AI Agent Guidelines for CS336 at Stanford

Meta Description: Discover the official AI Agent Guidelines for CS336 at Stanford — what they cover, why they matter, and how students can navigate them effectively in 2026.


TL;DR

Stanford's CS336 (Language Models from Scratch) has specific guidelines governing the use of AI agents in coursework. These rules define what's permissible, what's prohibited, and how students should document AI assistance. Whether you're enrolled, curious, or building a similar policy framework, this article breaks down everything you need to know — with practical advice on staying compliant while still learning effectively.


Introduction: Why AI Agent Guidelines Matter in Graduate CS Courses

Artificial intelligence is no longer just the subject of computer science courses — it's actively reshaping how those courses are taught and completed. Stanford's CS336, one of the most rigorous language model courses in the world, sits at a fascinating crossroads: it teaches students to build large language models from scratch, while simultaneously having to govern how AI tools can be used during that learning process.

The AI Agent Guidelines for CS336 at Stanford represent one of the first serious, detailed attempts by a top-tier institution to define the boundaries of AI-assisted work in an advanced ML course. For students, researchers, and educators alike, understanding these guidelines offers a window into the broader conversation about academic integrity in the age of generative AI.

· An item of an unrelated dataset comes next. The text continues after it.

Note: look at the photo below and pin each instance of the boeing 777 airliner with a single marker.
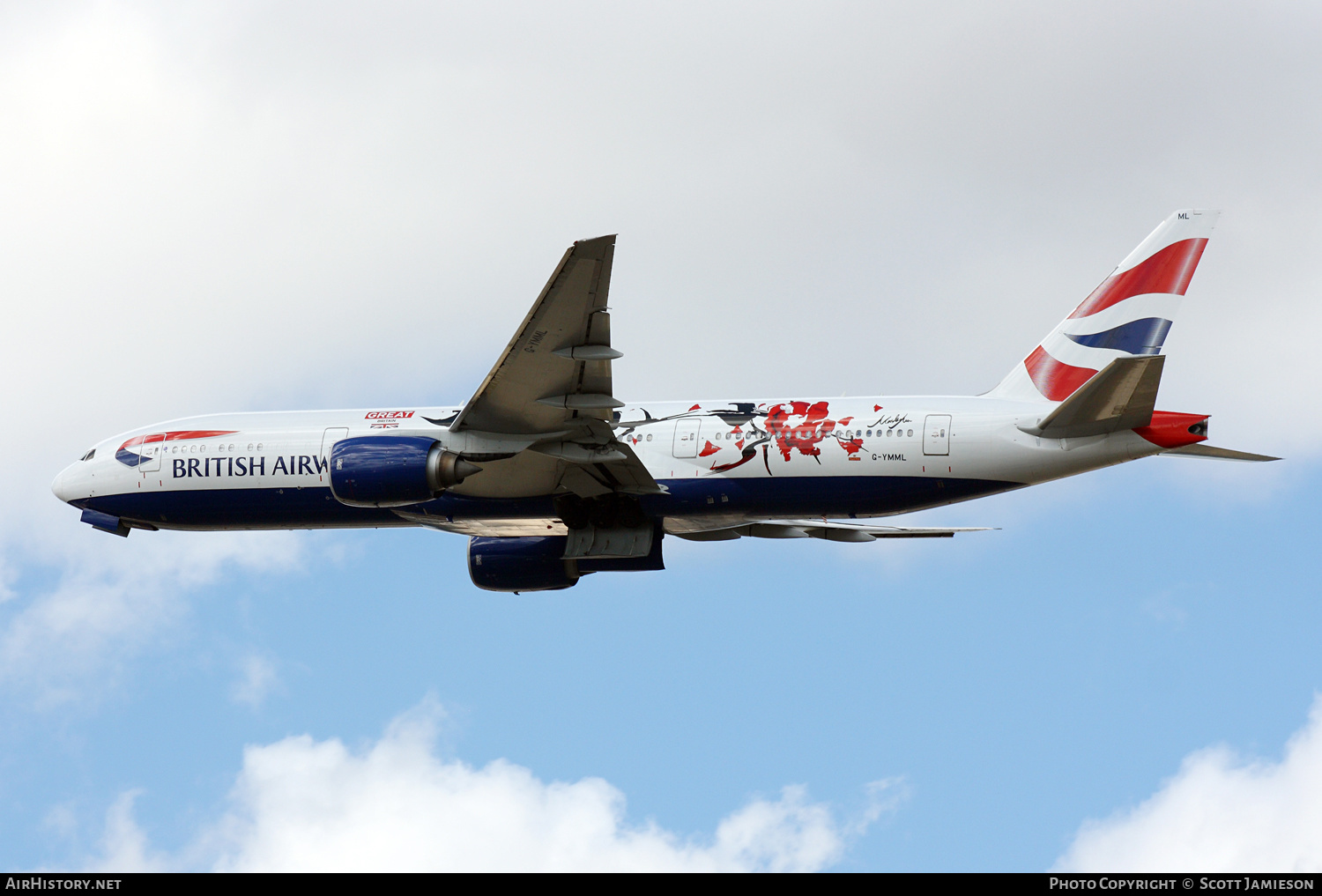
(553, 478)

What Is CS336 at Stanford?

CS336, officially titled Language Models from Scratch, is a graduate-level course offered through Stanford's Computer Science department. It's designed for students who want to go beyond using pre-trained models and actually understand — and implement — the full stack of modern language model development.

Core Topics Covered in CS336

  • Transformer architecture and attention mechanisms
  • Tokenization and vocabulary design
  • Pre-training data pipelines and curation
  • Distributed training and systems optimization
  • Alignment and safety fundamentals
  • Evaluation and benchmarking

The course is hands-on by design. Students write real training code, run actual experiments on GPU clusters, and submit assignments that require deep technical understanding. This context is critical to understanding why the AI agent guidelines are structured the way they are.

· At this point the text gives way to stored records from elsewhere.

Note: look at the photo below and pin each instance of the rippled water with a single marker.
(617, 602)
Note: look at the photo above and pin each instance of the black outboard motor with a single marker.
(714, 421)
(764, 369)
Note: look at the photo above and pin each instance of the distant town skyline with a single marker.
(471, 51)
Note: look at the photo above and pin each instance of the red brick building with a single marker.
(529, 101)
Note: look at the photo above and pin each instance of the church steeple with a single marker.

[INTERNAL_LINK: Stanford CS graduate program overview]


The AI Agent Guidelines for CS336 at Stanford: A Detailed Breakdown

The AI Agent Guidelines for CS336 at Stanford are part of the course's broader academic honesty policy, but they go significantly further than a standard "don't use ChatGPT" blanket ban. Instead, they attempt to define nuanced, context-specific rules that reflect the reality of working in AI research environments.

What the Guidelines Actually Cover

The CS336 AI agent guidelines address several distinct categories:

1. Permitted Uses of AI Assistance

Students in CS336 are generally allowed to use AI tools for:

  • Conceptual clarification — asking an AI to explain a concept already covered in lecture or readings
  • Debugging assistance — using AI to help identify syntax errors or understand error messages
  • Literature search — using AI to surface relevant papers or summarize abstracts
  • Writing polish — light grammar and clarity improvements on written reports (not substantive content generation)

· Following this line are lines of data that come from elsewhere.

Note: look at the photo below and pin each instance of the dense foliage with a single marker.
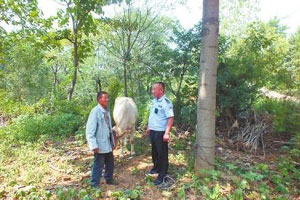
(43, 59)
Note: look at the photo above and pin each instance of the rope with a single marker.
(167, 182)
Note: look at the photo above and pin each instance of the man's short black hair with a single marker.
(161, 84)
(99, 94)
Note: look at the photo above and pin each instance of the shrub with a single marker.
(30, 128)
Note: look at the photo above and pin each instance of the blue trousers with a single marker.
(101, 161)
(159, 153)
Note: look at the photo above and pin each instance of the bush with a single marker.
(286, 114)
(30, 128)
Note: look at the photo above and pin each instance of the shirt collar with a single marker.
(102, 109)
(161, 98)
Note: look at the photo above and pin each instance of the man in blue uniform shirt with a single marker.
(101, 141)
(159, 126)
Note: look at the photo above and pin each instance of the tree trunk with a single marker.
(76, 64)
(206, 106)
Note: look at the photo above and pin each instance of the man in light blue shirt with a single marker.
(159, 126)
(101, 140)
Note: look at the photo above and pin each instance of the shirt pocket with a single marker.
(100, 135)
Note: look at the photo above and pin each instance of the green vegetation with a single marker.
(50, 74)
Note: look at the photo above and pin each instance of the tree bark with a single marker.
(206, 106)
(76, 64)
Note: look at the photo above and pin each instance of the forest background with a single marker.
(51, 69)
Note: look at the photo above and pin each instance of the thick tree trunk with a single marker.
(206, 106)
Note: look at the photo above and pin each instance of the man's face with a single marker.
(104, 100)
(157, 91)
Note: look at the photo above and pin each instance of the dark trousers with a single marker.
(159, 153)
(102, 160)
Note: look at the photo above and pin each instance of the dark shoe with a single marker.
(112, 182)
(158, 181)
(95, 186)
(153, 171)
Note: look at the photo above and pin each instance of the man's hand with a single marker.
(166, 137)
(96, 150)
(148, 131)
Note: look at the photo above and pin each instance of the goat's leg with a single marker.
(122, 141)
(132, 152)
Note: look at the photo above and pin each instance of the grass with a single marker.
(48, 169)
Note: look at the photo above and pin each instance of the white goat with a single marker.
(125, 115)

This is a notably more permissive stance than many peer institutions, and it reflects Stanford's acknowledgment that professional ML engineers routinely use AI coding assistants in their work.

2. Prohibited Uses of AI Assistance

The guidelines draw clear lines around what constitutes a violation:

  • Generating core assignment solutions — submitting AI-generated code or derivations as your own work
  • Using AI agents to run experiments autonomously — particularly relevant given the rise of agentic coding tools like Devin, Cursor's agent mode, and similar products
  • Automating the training pipeline with AI orchestration without disclosure
  • Using AI to write substantive sections of research reports or analysis
  • Sharing course materials with AI systems in ways that could expose proprietary datasets or unpublished research

The prohibition on autonomous AI agents is particularly notable and forward-looking. As agentic AI systems become more capable of end-to-end task completion, courses like CS336 are grappling with a genuine philosophical question: if an AI agent completes your assignment, what did you learn?

3. Disclosure Requirements

This is where the CS336 guidelines become genuinely innovative. Students are required to:

  • Log all significant AI interactions related to assignments in a dedicated section of their submission
  • Describe the nature of AI assistance (e.g., "Used GitHub Copilot for boilerplate data loading code; all model architecture code written independently")
  • Reflect on what they learned from AI-assisted portions versus independently completed work

This disclosure framework is borrowed partly from emerging norms in academic publishing, where journals like Nature now require authors to declare AI assistance. Applying it to coursework is a meaningful step forward.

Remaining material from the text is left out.